Un détail toutefois (enfin, pas tant que ça): il est conseillé de placer l’enceinte pas trop loin d’un mur pour renforcer les graves. Sans quoi, pour le coup, la retenue que nous saluions il y a quelques lignes risquerait de devenir un sérieux défaut dans la cuirasse.

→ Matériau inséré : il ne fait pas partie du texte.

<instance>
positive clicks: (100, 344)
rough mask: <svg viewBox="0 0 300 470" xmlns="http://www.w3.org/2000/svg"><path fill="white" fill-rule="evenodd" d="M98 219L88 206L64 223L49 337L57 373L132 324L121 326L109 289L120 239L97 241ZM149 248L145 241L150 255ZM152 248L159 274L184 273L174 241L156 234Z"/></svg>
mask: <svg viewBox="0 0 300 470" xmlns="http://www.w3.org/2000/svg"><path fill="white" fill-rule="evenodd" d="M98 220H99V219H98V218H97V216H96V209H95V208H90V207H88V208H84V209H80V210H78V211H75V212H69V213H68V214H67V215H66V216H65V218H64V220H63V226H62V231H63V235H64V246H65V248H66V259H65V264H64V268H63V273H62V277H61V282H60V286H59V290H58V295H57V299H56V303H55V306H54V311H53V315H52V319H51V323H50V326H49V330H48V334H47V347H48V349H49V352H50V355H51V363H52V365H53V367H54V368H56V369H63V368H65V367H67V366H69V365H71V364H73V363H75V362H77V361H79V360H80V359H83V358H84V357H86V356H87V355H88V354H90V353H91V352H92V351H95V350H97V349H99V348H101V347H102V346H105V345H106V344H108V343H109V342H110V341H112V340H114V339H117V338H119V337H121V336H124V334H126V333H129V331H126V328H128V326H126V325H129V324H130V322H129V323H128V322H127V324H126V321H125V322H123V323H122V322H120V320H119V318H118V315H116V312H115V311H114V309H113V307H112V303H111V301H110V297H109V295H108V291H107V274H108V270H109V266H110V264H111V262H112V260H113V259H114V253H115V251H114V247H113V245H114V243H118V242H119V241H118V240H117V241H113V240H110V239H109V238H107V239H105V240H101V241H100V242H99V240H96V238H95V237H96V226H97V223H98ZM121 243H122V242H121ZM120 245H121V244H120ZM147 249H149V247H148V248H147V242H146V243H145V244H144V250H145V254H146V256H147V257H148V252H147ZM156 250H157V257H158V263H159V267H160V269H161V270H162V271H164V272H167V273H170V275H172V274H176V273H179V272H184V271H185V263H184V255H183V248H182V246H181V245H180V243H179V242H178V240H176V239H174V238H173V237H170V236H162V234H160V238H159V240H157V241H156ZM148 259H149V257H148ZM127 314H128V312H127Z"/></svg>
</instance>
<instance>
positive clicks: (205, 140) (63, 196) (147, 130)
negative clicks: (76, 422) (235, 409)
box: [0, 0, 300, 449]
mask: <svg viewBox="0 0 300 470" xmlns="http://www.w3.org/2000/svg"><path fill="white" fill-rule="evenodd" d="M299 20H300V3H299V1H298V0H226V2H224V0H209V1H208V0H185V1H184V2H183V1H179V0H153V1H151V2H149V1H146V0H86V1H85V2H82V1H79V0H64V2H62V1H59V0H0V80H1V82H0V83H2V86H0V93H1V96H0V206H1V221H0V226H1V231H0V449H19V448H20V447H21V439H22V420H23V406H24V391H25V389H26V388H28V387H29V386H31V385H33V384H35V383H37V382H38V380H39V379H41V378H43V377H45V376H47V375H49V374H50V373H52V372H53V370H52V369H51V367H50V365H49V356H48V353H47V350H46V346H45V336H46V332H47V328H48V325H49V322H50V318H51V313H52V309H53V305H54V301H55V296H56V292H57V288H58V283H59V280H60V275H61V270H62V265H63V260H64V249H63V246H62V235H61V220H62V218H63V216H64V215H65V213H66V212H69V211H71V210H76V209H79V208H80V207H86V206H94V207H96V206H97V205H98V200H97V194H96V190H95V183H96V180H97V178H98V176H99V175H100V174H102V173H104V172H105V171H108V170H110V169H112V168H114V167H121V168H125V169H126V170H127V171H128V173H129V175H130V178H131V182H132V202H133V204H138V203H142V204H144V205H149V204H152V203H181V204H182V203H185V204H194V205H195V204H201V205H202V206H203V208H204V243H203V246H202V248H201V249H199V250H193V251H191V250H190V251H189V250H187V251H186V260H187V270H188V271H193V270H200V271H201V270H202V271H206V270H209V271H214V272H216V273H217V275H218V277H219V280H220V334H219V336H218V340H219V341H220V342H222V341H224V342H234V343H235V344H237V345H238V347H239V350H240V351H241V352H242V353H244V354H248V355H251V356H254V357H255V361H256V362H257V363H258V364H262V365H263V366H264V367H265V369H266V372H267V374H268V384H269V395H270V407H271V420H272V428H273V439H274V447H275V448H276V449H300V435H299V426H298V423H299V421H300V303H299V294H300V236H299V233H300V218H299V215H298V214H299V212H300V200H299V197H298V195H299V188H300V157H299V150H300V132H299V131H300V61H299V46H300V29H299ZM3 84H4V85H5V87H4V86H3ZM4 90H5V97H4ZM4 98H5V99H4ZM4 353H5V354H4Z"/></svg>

D’un point de vue général, l’équilibre tonal est bien respecté. Les voix sont correctement projetées, mais toutefois pas jusqu’à se détacher totalement du reste de la scène sonore. C’est plutôt une bonne chose, en cela qu’on garde l’interaction entre le chant et l’instrumentation intacte. Les aigus, de leur côté offrent une indéniable douceur. Peut-être qu’à vouloir absolument éviter le côté strident de nombre de produits de ce type, Urbanears a un poil forcé sur ce trait de caractère. Ce qui est sûr, c’est que l’écoute sur la durée ne s’en révèle que moins fatigante.

Une enceinte prometteuse

Quel verdict? Il ressort de tout cela, à tout prendre, un côté assez « posé» qui peut plaire autant que frustrer. La Baggen ne manque pas d’énergie, mais c’est une énergie où l’on sent en permanence le contrôle. En clair, elle ne se lâche jamais totalement. comme un danseur expert qui se garderait bien de faire tomber la chemise en fin de soirée. En ce qui nous concerne, il nous semble que cette modération est plutôt un bon pari avec des. Mais il faudra bien garder en tête que ce n’est pas une enceinte pour faire la fête : plutôt pour écouter de la musique posément, dans des conditions standard. Reste que les possibilités multiroom ajoutent beaucoup d’attrait au produit dans l’absolu.